The discovery of a “sensor” protein that instructs cells to burn their fat stores could play a major role in the fight against obesity and metabolic diseases such as type 2 diabetes.

The NLRP1 protein is switched on when increased dietary intake triggers cells to become unstable. Activating the protein sets off a chain of events that instructs cells to use up their energy or fat stores to prevent excess fat from accumulating. “We showed that without NLRP1, fat stores continue to build up, especially with a high-energy diet, leading to obesity,” said Dr Seth Masters from the Walter and Eliza Hall Institute.

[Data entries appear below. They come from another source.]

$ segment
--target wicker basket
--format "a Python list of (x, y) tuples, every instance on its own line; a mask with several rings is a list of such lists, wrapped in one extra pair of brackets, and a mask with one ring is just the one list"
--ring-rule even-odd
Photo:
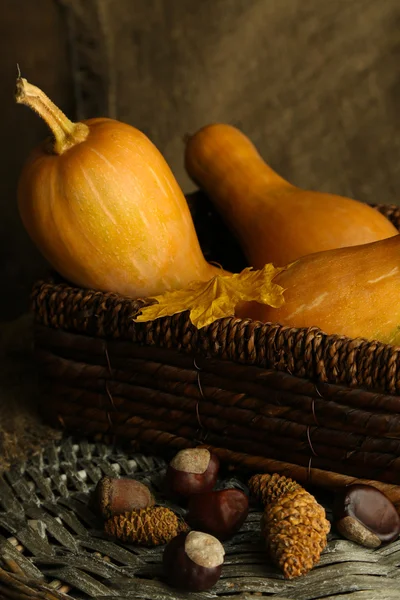
[[(377, 209), (399, 227), (398, 207)], [(399, 347), (235, 318), (197, 330), (186, 313), (135, 323), (145, 304), (36, 284), (52, 422), (164, 448), (202, 442), (328, 489), (373, 482), (400, 506)]]
[[(399, 600), (399, 542), (370, 550), (332, 531), (315, 568), (284, 580), (266, 553), (256, 506), (224, 542), (222, 577), (210, 591), (186, 594), (169, 587), (164, 547), (108, 538), (89, 502), (100, 477), (124, 476), (149, 485), (160, 504), (182, 511), (163, 497), (164, 474), (162, 458), (67, 438), (0, 475), (0, 598)], [(242, 482), (225, 473), (219, 487), (243, 487)]]

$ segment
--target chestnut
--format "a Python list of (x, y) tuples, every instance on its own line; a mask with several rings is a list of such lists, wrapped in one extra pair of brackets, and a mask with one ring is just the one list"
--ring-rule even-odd
[(104, 519), (154, 504), (149, 488), (136, 479), (103, 477), (92, 496), (92, 506)]
[(345, 538), (367, 548), (378, 548), (400, 534), (400, 517), (392, 502), (377, 488), (352, 484), (339, 490), (333, 519)]
[(163, 566), (168, 583), (188, 592), (204, 592), (221, 576), (225, 550), (201, 531), (180, 533), (165, 547)]
[(239, 531), (248, 512), (247, 495), (242, 490), (228, 488), (191, 496), (185, 518), (193, 529), (226, 540)]
[(207, 448), (180, 450), (168, 465), (166, 487), (172, 496), (188, 498), (214, 487), (219, 459)]

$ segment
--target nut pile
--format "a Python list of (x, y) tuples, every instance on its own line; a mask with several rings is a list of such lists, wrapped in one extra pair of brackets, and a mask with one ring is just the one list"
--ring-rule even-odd
[[(129, 478), (104, 477), (92, 496), (105, 532), (123, 543), (165, 545), (168, 583), (181, 590), (209, 590), (221, 576), (222, 542), (240, 530), (249, 498), (231, 487), (214, 489), (218, 457), (208, 449), (178, 452), (168, 465), (165, 491), (186, 509), (185, 520), (158, 506), (150, 489)], [(324, 508), (296, 481), (278, 474), (254, 475), (251, 496), (264, 506), (261, 533), (272, 562), (286, 579), (308, 573), (327, 544), (330, 523)], [(376, 548), (400, 534), (393, 504), (371, 486), (353, 485), (335, 496), (334, 524), (348, 539)]]

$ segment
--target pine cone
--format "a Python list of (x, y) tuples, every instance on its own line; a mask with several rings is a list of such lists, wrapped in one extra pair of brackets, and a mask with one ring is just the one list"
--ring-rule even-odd
[(286, 579), (305, 575), (319, 561), (330, 523), (324, 508), (300, 484), (279, 475), (255, 475), (252, 493), (265, 502), (261, 531)]
[(284, 475), (278, 475), (277, 473), (273, 475), (269, 473), (253, 475), (249, 479), (248, 486), (251, 495), (262, 504), (276, 500), (276, 498), (279, 498), (285, 492), (301, 488), (301, 485), (297, 481), (293, 481), (293, 479)]
[(115, 515), (105, 522), (106, 533), (123, 542), (142, 546), (161, 546), (189, 527), (172, 510), (151, 506)]

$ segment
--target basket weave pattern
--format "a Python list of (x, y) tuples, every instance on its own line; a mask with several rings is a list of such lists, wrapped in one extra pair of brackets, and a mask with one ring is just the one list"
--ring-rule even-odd
[(301, 482), (373, 481), (400, 504), (399, 347), (235, 318), (197, 330), (187, 313), (135, 323), (148, 301), (56, 280), (32, 302), (44, 411), (69, 430), (204, 442)]
[[(149, 485), (158, 502), (177, 510), (163, 500), (164, 474), (163, 459), (67, 438), (0, 476), (0, 598), (187, 598), (164, 582), (163, 547), (116, 543), (104, 534), (89, 503), (100, 477), (123, 476)], [(224, 478), (219, 487), (241, 483)], [(353, 594), (355, 599), (379, 595), (398, 600), (400, 542), (369, 550), (332, 531), (318, 565), (305, 577), (288, 581), (268, 559), (260, 517), (252, 507), (240, 532), (224, 542), (221, 579), (209, 592), (190, 594), (193, 600), (245, 600), (253, 595), (340, 600)]]

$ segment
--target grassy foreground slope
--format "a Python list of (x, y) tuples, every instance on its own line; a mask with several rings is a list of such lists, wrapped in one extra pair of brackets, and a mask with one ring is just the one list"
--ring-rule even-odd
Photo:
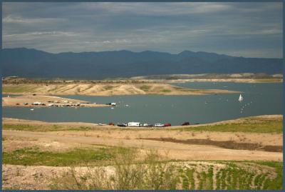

NLRP1 is more commonly known for its role in the immune system. “However, it is becoming increasingly clear that immune signalling proteins also have an important role in regulating metabolism,” Masters said.

“This study provides compelling evidence that the immune system is activated not only during infection, but also in response to the loss of metabolic equilibrium associated with a high-energy diet,” said

Dr Andrew Murphy of the Baker IDI Heart and Diabetes Institute. “In order to combat the worldwide obesity epidemic it is essential to understand the immune mechanisms the body uses to prevent obesity, insulin resistance and the development of type 2 diabetes.”

The key to NLRP1 and its anti-obesity effects is how it controls an important lipid-regulating hormone called interleukin-18 (IL-18). “We showed for the first time that NLRP1 is the key to IL-18 production, explaining how it acts to reduce obesity,” Murphy said.

“Our long-term goal would be to develop a small molecule that activates the pathway to produce IL-18. In people who are obese, this would help the body to switch on this system and burn existing fat stores.”

However, the investigators cautioned that the treatment would have to be tightly controlled to avoid potential side-effects. “Our research showed that activation of NLRP1 could be exacerbated by some diets, and identified that there is a fine balance between increasing the cell’s fat-burning abilities and causing harm,” Masters warned.

“This shows us just how active the pathway is, which is important if you are looking at it in a therapeutic sense. It suggests that treatment would be most safe if given in small doses over a long period of time, which is less likely to have potentially negative consequences.”

The research has been published in Cell Metabolism.